Stearns did not just start out in a drunken binge. It had help from the Pope and a few monks.
It all began when Abbot Boniface Wimmer, founder of American Cassinese Benedictines, took his audience with Pope Pius IX. "When I was in Rome last summer, even the Holy Father plagued me a little in an audience I had with him, about the beer affair. I replied: 'Holy Father, you have a good saying about your Benedictines brewing and selling beer; but you forgot that we don't drink any these nine years, and that we have no brewery,' 'Germans and not drinking beer,' he replied 'that is much.' " Yes indeed," I said, 'until now we could do so, being young; but when we grow older, we will probably be in necessity to make beer. 'Of course,' he said, 'St. Paul also wrote to St. Timothy he should take a little wine for his weak stomach, and so you must have something'- and he laughed heartily."
Two years after this conversation, Wimmer sent a small assembly of Benedictines out to find a monastery in Stearns County. The monks of St. John's, as their monastery would come to be known, had a large impact on the culture of Stearns including those about alcohol.
St. Benedict took a fairly moderate stance on the consumption of alcohol. "Although we read that wine is not all a drink for monks, yet, since our days it is impossible to persuade monks of this, let us agree at least about this, we should not drink our fill, but more sparingly."
According to Father Godrey, O.S.B, one monk helped local farmers construct good copper stills that were used to make "Minnesota 13" moonshine.
Minnesota 13, was a name given to the corn liquor distilled on many Central Minnesota farms. It was consumed by many natives in moderation although there were a few alcoholics.
To enforce the 18th Amendment, Congress passed the National Prohibition Act, usually called the Volstead Act because Congressman Andrew Volstead of Minnesota introduced it in 1919.
Shortly following the creation of "Minnesota 13," Congress passed the National Prohibition Act to enforce the 18th Amendment.
This law defined the prohibited "intoxicating liquors" as those with an alcoholic content of more than .5 percent.

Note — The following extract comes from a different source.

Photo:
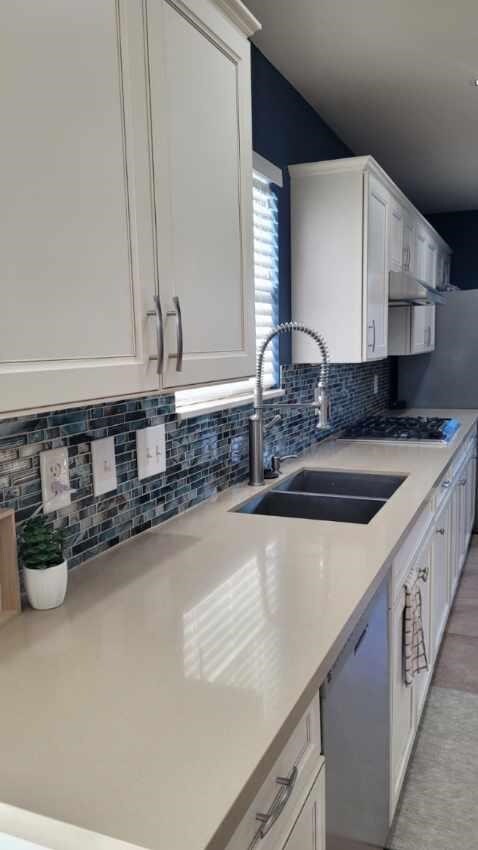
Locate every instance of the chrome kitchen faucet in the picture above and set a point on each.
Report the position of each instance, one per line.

However, it made concessions for liquors sold for medicinal, sacramental and industrial purposes, and for fruit or grape beverages prepared for personal use in homes.
The Volstead Act was taken lightly at St. John's. The prohibition occurred during a depression. That way farmers that could not sell their corn would make moonshine to earn a few extra dollars.
Urban Gaida, who grew up on a farm near Holdingford, said "even the priest at one of the town's churches would call and alert his bootlegging parishioners when federal agents were in town."
Catholic clergy often sanctioned the activities of moon shiners and bootleggers and assisted them when they ran into trouble, but many civic officials in Stearns County went a step beyond and actually became moonshiners and bootleggers.
After a long fight, Federal agents managed to sharply curtail the large-scale manufacturing of moonshine in Stearns county. They succeeded by burning barns and sheds and through various acts of intimidation. They exploited divisions within the community by using informers and they undermined the tip system by sharpening their raiding strategies. Increased surveillance and a bigger stick to punish in the form of Jones Law finally blunted community resistance.
However, while they managed to alter behavior, they failed to change beliefs. Stearns County had its revenge when it voted 4 to 1 for repeal of the hated 18th amendment to the Constitution.